La observé. No había ningún reproche en su mirada, tan sólo una juguetona expectación. Parecía complacerse en forzarme a exhibir mis ideas y buscarles las vueltas. Pero yo también estaba jugando, así que seguí:
– En conciencia, no lo acepto. En la práctica, sí. Como la mayor parte de la gente que vive en el lado cómodo del mundo. Cada cuatro años acude a votar masivamente a quienes simpatizan o contemporizan con esa manera de organizar el cotarro. Y los que no votan, consienten de una forma o de otra. Nadie está muy disconforme con chupar del caño gordo del embudo.
– Bueno, ahí están los antisistema, ¿no? -objetó.
– Unos pardillos, en el mejor de los casos. Después de quemar las calles de la ciudad de turno, siempre delante de las cámaras de televisión, conectan el móvil y llaman a la novia para contarle la hazaña. Han puteado a los polis, los bomberos y los empleados de la limpieza, pero en ningún momento perjudican al enemigo, que es quien tiene las televisiones y las empresas de teléfonos móviles. Cada palabra que le dicen a la novia es dinero que le meten en el bolsillo. Y el enemigo, claro, se ríe a mandíbula batiente.
Chamorro, que había permanecido más bien ausente, rompió en ese instante su silencio. Antes de que abriera la boca, ya sabía que no iba a aplaudirme, pero me pilló de improviso la dureza con que sentenció:
– No hagáis caso de nada de lo que está diciendo.

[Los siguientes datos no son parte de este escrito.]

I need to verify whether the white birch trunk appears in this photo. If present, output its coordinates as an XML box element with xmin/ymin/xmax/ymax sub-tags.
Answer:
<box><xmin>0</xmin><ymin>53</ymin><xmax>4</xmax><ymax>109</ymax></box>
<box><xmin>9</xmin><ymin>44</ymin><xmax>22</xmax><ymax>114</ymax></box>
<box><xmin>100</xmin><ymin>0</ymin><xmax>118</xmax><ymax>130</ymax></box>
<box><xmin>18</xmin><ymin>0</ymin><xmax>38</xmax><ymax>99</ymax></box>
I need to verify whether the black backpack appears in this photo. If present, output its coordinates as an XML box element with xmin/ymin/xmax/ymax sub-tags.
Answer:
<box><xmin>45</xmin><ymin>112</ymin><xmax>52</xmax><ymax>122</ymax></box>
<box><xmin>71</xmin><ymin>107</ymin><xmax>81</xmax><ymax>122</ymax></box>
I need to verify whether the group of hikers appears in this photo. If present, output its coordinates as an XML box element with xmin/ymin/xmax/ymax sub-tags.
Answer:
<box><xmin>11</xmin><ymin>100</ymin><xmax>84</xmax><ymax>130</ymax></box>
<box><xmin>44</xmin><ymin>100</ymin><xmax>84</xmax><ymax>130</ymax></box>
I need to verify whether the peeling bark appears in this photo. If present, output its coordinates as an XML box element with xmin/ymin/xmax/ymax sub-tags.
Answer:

Aunque trate de parecer un corrosivo, luego es como la madre Teresa de Calcuta.
– ¿Y eso? -preguntó Anglada, ostensiblemente divertida con el giro que mi compañera acababa de imprimirle a la conversación.
– En el fondo, ahí donde lo ves, no hay nada que le tire más que socorrer huérfanos, consolar viudas y confortar madres. Incluidas las de los asesinos. Les da su número de teléfono para que lo llamen cuando los hijos lo pasan mal en la cárcel. Y entonces va a visitarlos. Les lleva revistas.

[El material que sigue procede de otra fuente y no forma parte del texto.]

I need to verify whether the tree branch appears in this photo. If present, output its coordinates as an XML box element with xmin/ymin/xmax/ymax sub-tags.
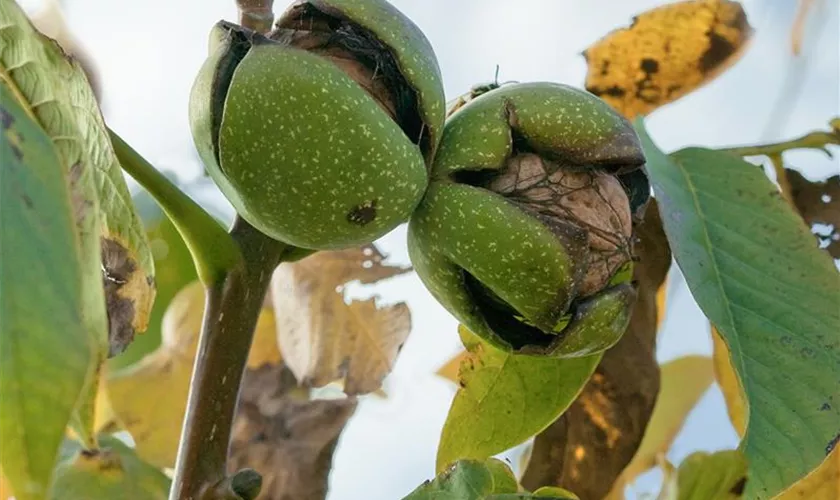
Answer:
<box><xmin>108</xmin><ymin>129</ymin><xmax>241</xmax><ymax>286</ymax></box>
<box><xmin>236</xmin><ymin>0</ymin><xmax>274</xmax><ymax>33</ymax></box>
<box><xmin>170</xmin><ymin>218</ymin><xmax>287</xmax><ymax>500</ymax></box>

– Vaya -observó Anglada-. Aunque no me choca.
De pronto, me sentí no sólo en fuera de juego, sino profundamente estúpido. Y el caso era que me estaba bien empleado. Siempre me lo digo, que mi oficio consiste en observar y escuchar, y no en lucirme ni escucharme. Pero en cuanto uno se descuida, el idiota vanidoso que lleva dentro se pone a pavonearse ante el auditorio.